Encontramos islas desiertas. Planas y alargadas. De arena comprimida. Largas caminatas con Imma. Sí, ella está de nuevo a bordo. Nos contamos cómo nos ha ido durante los largos meses que hemos estado separados. A menudo parece una primera cita. Pronto se desvanece esta sensación algo desconcertante y volvemos a sentir asombrados nuestra antigua complicidad. Hablamos de lo que haremos de otra manera. Lo maravilloso que es volver a navegar juntos alrededor del mundo como siempre lo hemos hecho.
Durante la excursión a El Cairo paramos frente a las impresionantes pirámides de Guiza. Intentamos entender esta arquitectura y su construcción. Nos enfrentamos a los numerosos intentos de interpretación. ¿Cómo pudo apilarse esta enorme masa de piedras gigantes? Siglos antes de Cristo, sin grúas ni palas excavadoras. Pero los estragos del tiempo hacen mella. Se desmoronan igual que las esculturas de la Esfinge junto a ellas. Allí se rompe una nariz, por allá se cae un trozo. Lenta, pero inexorablemente. Nada dura eternamente. Esto también lo aprendí en el Tuvalu.
Atacado por las tormentas de arena a lo largo de los siglos, todo fue lenta pero constantemente cubierto por la arena. Una manta suave cubrió los monumentos impregnados de historia. Un día, todo pareció haberse olvidado, borrado. Envuelto, invisible, deshaciéndose en la tierra. La alta cultura de los faraones, simplemente extinguida. A pesar de los esfuerzos más sofisticados para momificarse, inmortalizarse, para vivir hasta la eternidad. Qué grotesco fracaso. Pensaron en todo menos en el polvo del desierto.
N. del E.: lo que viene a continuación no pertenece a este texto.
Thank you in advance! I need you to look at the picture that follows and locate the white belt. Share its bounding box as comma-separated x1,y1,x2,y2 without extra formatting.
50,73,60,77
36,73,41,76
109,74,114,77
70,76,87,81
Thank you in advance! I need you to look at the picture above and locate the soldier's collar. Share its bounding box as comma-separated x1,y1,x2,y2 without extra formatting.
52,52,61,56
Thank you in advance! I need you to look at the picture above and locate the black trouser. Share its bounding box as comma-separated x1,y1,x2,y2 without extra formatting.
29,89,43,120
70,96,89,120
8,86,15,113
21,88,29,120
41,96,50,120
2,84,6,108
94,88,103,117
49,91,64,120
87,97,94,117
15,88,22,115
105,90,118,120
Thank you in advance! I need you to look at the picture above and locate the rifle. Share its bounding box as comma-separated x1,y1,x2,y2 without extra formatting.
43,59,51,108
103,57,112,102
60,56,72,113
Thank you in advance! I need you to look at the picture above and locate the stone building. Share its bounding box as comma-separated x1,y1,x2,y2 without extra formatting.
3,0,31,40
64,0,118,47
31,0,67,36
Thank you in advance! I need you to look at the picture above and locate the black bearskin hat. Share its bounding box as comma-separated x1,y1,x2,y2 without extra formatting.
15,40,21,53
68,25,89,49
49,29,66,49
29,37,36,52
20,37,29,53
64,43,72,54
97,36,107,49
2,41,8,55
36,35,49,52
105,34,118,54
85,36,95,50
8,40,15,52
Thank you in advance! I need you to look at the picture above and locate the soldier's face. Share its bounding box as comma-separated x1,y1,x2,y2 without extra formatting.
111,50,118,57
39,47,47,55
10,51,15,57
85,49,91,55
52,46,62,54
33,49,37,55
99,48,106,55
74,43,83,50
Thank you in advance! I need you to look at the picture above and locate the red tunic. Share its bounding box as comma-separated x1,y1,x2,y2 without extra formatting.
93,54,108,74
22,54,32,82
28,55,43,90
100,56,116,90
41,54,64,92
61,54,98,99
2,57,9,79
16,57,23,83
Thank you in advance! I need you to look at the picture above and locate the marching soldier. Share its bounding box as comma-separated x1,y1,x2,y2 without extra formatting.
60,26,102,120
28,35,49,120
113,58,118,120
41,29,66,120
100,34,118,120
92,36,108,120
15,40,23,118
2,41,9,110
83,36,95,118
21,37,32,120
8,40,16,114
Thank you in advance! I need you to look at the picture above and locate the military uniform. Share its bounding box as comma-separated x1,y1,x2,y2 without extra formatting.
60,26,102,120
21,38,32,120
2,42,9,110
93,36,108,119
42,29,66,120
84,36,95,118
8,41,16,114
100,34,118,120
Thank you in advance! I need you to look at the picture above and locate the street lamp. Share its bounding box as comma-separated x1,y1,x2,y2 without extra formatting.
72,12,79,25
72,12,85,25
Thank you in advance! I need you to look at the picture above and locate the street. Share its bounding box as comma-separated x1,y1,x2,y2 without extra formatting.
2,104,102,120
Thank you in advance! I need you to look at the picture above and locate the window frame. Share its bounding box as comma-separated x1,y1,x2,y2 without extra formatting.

Recuerdo que de niño de vez en cuando me dejaban quedarme con mi tía Astrid en Winterthur. Una casa enorme rodeada de un jardín salvaje. Pasillos interminables, innumerables cachivaches de antaño sin utilidad alguna. Hace tiempo que dejaron de quitar el polvo, ¿para qué? ¡Demasiado trabajo! Mi tia de noventa sentada arrugada en un sillón de orejas verde y beige, envuelta en el humo impenetrable de sus cigarrillos. Ofreciéndome galletas caseras endurecidas de la antepenúltima Navidad. Si no hubieran derribado la casa hace tiempo, ella seguiría sentada allí. Momificada. La propiedad se llamaba «La soledad».
Mi largo viaje alrededor del mundo está llegando a su fin. El Mediterráneo está cerca. ¿O debería seguir navegando eternamente? ¿Hasta que algún día, después de años muerto, me encuentren sentado, olvidado por todos, momificado en la mesa de navegación? Polvo al polvo. Al menos habría llevado mi historia hasta el amargo final.
O llegaré, de alguna manera. Encuentro el final, que siempre es el principio de una circunnavegación. Barcelona, supongo. De vuelta a la vida reglada. Me da miedo, pero me consuela que aún me queda un poco. ¿Se desintegrarán entonces todos mis años en el mar, lenta pero constantemente, en diminutas partículas elementales? En lo insignificante, lo inexpresivo. ¿En el olvido? Cubiertos por una fina capa de polvo hasta que sean imposibles de rastrear. Quizá hasta que un arqueólogo los desentierre de nuevo al cabo de una eternidad, intente recomponer los hallazgos e interpretar lo que hubo allí.
Probablemente escribo por eso. Un intento desesperado, inevitablemente condenado al fracaso, de arrancar un trozo de eternidad al olvido, de preservar mi visión de las cosas. No ser reducido a polvo.